Com estas palavras o patriarca de Antioquia dos melquitas, Youssef Absi, expressou de forma sintética e eficaz o critério apropriado com o qual é conveniente observar os eventos das comunidades cristãs espalhadas na região do Oriente Médio.

"Nossa presença, especialmente no Oriente Médio - esclareceu o Patriarca - não depende de nosso número, de nossa força, grandeza ou capacidade, mas sim da ação eficaz do Espírito Santo em nossas vidas".

O âmbito utilizado pelo patriarca da Igreja da Igreja Católica Greco-Melquita para expor suas preciosas considerações sobre a missão presente e futura das comunidades eclesiais também no Oriente Médio, foi a sessão semestral da Assembleia dos Bispos católicos no Egito, realizada na Igreja de Santo Estêvão, no bairro de al Maadi da capital egípcia, nos dias 14 e 15 de janeiro.

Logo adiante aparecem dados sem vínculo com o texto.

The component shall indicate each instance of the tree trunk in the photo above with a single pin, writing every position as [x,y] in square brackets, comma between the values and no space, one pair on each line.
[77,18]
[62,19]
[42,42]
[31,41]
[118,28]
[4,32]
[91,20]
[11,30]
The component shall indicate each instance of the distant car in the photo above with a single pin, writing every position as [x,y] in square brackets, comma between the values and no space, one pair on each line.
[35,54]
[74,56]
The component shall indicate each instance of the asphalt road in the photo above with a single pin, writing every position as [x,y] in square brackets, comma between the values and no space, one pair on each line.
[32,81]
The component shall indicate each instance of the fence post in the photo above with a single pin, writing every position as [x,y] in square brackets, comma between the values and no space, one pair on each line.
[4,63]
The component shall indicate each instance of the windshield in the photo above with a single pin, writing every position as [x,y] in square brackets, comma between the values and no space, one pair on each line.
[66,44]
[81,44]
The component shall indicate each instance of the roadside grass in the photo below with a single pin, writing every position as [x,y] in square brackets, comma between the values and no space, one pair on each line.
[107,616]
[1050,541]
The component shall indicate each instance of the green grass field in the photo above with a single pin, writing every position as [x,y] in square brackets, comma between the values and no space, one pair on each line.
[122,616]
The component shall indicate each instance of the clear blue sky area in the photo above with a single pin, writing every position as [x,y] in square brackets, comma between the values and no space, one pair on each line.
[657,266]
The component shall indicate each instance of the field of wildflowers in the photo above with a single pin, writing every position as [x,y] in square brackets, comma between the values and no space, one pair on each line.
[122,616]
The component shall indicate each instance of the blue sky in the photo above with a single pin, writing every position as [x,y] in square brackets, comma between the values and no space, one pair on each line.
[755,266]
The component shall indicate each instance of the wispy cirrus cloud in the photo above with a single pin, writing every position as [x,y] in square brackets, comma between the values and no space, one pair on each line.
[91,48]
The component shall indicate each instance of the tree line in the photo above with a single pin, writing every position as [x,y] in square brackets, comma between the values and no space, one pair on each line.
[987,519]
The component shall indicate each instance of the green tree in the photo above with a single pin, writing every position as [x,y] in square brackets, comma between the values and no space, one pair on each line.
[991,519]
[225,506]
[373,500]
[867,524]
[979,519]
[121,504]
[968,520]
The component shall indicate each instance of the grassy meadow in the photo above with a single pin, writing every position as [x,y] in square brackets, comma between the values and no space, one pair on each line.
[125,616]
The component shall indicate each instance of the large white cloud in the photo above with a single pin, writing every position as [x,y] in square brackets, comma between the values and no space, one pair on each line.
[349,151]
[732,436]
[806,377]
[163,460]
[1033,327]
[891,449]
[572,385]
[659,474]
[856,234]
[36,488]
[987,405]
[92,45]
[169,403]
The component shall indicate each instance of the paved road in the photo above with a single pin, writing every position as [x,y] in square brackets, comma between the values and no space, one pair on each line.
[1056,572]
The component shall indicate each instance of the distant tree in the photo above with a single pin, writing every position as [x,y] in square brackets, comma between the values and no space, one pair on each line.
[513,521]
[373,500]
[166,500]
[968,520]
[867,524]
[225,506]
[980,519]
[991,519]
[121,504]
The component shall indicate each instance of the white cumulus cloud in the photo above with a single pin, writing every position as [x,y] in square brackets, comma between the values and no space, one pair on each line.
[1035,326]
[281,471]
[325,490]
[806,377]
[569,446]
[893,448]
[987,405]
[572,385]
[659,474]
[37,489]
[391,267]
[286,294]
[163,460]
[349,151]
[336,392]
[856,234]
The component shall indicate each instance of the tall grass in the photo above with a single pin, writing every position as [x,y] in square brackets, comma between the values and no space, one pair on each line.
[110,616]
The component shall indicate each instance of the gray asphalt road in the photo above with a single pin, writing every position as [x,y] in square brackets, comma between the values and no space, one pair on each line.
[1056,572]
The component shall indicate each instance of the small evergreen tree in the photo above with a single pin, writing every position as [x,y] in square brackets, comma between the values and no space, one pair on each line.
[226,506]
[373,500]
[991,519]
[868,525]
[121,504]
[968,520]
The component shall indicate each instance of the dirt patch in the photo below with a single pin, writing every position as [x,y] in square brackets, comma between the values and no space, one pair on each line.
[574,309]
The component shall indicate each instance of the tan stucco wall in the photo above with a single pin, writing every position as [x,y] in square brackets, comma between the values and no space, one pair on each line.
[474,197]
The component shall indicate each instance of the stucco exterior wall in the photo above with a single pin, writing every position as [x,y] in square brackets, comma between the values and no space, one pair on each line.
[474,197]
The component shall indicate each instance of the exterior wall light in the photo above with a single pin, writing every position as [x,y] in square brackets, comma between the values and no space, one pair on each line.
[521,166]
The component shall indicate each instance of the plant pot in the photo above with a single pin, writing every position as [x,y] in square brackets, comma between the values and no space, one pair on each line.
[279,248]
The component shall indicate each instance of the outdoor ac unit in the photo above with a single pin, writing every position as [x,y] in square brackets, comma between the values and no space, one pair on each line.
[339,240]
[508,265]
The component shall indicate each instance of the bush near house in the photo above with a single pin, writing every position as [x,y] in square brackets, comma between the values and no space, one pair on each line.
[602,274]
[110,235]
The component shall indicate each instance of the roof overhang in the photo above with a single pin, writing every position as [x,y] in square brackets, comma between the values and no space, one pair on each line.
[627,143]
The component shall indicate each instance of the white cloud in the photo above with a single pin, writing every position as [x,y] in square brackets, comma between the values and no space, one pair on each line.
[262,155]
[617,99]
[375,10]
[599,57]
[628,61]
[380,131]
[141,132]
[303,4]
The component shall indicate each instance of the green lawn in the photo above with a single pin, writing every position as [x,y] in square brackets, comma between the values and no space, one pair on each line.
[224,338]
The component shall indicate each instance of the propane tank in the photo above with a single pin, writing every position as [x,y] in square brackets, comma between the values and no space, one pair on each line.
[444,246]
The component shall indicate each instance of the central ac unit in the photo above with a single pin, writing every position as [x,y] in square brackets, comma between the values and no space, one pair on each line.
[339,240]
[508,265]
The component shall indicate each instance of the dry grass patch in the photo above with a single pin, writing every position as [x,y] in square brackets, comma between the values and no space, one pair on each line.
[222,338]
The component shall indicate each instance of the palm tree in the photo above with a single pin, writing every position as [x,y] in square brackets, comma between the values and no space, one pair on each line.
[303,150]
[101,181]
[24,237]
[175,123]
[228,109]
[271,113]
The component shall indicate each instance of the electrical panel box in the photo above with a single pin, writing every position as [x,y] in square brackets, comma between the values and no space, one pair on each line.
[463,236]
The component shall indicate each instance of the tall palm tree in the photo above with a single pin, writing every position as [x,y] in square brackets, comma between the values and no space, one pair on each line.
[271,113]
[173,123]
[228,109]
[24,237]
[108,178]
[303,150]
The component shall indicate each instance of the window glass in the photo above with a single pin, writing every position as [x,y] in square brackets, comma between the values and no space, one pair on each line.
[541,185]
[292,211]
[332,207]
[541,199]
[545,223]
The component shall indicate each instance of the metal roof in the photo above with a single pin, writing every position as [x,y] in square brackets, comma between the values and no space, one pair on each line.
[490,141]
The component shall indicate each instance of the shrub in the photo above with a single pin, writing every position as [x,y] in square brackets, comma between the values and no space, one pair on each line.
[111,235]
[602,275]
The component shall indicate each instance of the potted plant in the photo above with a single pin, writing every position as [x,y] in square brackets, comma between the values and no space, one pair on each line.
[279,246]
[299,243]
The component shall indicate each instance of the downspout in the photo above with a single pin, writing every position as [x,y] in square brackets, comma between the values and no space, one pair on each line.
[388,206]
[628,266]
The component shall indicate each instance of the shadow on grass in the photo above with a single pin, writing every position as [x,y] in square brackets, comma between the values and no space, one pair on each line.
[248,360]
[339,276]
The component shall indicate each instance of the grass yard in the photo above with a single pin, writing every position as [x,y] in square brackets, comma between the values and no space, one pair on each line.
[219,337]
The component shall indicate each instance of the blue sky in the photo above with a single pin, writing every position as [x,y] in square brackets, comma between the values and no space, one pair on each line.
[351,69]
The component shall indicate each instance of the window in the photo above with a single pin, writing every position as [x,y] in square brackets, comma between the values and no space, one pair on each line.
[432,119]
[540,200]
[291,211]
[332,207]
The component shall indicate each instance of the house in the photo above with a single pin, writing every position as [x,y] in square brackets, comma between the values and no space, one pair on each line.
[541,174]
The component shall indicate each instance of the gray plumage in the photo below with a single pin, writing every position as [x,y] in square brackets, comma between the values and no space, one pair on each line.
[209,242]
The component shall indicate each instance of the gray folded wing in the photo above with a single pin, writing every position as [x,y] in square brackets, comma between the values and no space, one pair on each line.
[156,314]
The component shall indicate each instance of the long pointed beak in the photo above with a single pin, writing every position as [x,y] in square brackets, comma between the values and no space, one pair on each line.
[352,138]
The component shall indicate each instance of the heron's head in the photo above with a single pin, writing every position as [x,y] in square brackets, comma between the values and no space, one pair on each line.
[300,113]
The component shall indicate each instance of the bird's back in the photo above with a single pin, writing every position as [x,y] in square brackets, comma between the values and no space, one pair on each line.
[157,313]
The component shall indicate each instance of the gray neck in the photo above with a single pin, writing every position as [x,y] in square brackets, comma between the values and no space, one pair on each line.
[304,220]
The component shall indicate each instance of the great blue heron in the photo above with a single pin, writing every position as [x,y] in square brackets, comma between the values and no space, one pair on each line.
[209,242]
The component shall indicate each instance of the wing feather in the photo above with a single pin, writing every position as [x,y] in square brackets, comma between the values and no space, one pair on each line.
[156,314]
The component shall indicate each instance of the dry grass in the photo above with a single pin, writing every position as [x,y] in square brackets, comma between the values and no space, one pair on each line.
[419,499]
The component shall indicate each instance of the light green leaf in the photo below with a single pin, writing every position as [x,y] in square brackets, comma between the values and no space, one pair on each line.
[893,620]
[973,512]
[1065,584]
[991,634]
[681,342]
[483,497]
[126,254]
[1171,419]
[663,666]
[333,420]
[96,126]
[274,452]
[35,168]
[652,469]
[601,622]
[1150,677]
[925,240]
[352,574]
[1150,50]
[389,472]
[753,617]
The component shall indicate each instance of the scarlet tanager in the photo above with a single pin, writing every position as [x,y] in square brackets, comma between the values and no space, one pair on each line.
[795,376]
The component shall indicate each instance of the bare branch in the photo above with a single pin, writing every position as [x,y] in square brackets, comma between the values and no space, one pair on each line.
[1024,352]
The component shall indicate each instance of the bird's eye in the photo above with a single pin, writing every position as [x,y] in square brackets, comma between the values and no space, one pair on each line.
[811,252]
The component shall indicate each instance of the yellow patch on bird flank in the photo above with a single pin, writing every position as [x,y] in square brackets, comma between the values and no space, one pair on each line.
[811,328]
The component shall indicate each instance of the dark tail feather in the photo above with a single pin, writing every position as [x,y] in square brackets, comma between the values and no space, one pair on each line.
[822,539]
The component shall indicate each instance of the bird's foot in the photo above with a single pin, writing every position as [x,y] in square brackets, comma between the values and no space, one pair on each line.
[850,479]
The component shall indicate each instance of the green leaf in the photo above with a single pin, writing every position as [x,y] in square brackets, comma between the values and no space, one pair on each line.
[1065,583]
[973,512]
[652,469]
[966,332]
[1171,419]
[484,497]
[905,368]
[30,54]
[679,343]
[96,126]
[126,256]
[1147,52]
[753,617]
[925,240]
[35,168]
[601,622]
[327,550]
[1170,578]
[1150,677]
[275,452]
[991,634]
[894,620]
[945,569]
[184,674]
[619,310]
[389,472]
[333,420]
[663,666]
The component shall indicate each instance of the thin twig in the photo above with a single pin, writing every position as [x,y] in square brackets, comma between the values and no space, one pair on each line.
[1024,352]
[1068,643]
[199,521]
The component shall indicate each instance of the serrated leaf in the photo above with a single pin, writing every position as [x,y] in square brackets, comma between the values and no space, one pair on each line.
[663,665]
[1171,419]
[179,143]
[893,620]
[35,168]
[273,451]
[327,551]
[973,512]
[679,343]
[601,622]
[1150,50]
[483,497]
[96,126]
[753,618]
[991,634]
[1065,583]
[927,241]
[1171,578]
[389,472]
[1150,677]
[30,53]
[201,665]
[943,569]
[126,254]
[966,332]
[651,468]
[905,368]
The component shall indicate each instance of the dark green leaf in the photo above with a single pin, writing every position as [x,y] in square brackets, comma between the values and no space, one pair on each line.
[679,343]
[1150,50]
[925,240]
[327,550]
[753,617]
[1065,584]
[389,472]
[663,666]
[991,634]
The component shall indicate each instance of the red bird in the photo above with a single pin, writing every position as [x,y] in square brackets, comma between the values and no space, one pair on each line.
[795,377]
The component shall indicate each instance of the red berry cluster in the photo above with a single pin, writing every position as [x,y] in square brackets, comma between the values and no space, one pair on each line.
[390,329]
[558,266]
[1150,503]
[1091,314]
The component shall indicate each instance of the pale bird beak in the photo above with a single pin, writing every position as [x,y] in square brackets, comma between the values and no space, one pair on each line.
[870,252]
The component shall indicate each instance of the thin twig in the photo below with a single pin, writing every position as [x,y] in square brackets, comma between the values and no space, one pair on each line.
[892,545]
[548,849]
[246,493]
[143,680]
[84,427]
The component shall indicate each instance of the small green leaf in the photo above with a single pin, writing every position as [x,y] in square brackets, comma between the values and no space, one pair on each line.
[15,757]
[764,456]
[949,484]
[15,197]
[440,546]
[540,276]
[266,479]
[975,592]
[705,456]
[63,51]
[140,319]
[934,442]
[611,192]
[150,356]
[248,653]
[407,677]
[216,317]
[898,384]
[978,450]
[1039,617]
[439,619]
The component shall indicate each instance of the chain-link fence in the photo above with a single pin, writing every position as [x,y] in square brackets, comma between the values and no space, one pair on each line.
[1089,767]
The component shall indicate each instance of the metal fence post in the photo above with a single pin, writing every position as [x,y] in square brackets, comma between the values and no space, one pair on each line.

A Assembleia foi co-presidida pelo próprio Youssef Absi (que tem o título de patriarca “de Antioquia e de todo o Oriente, de Alexandria e de Jerusalém”) e por Ibrahim Isaac Sidrak, patriarca de Alexandria dos copta-católicos.

Participaram do encontro mais de 20 bispos, religiosos e religiosas católicos atuantes no grande país do norte da África, juntamente com o arcebispo Nicolas Henry Marie Denis Thevenin, nomeado núncio apostólico na República Árabe do Egito em novembro passado e delegado na Liga dos Estados Árabes pelo Papa Francisco.

Nos dois dias da assembleia os participantes também trataram da delicada questão do impacto - muitas vezes negativo - das mídias sociais sobre a realidade das comunidades eclesiais.

Durante as sessões de trabalho, também foi discutido o documento/contribuição das Igrejas católicas referente ao projeto de lei sobre o status jurídico pessoal dos cristãos no Egito, uma contribuição que deverá ser entregue às autoridades competentes em vista da discussão e promulgação de tal lei por parte do governo egípcio.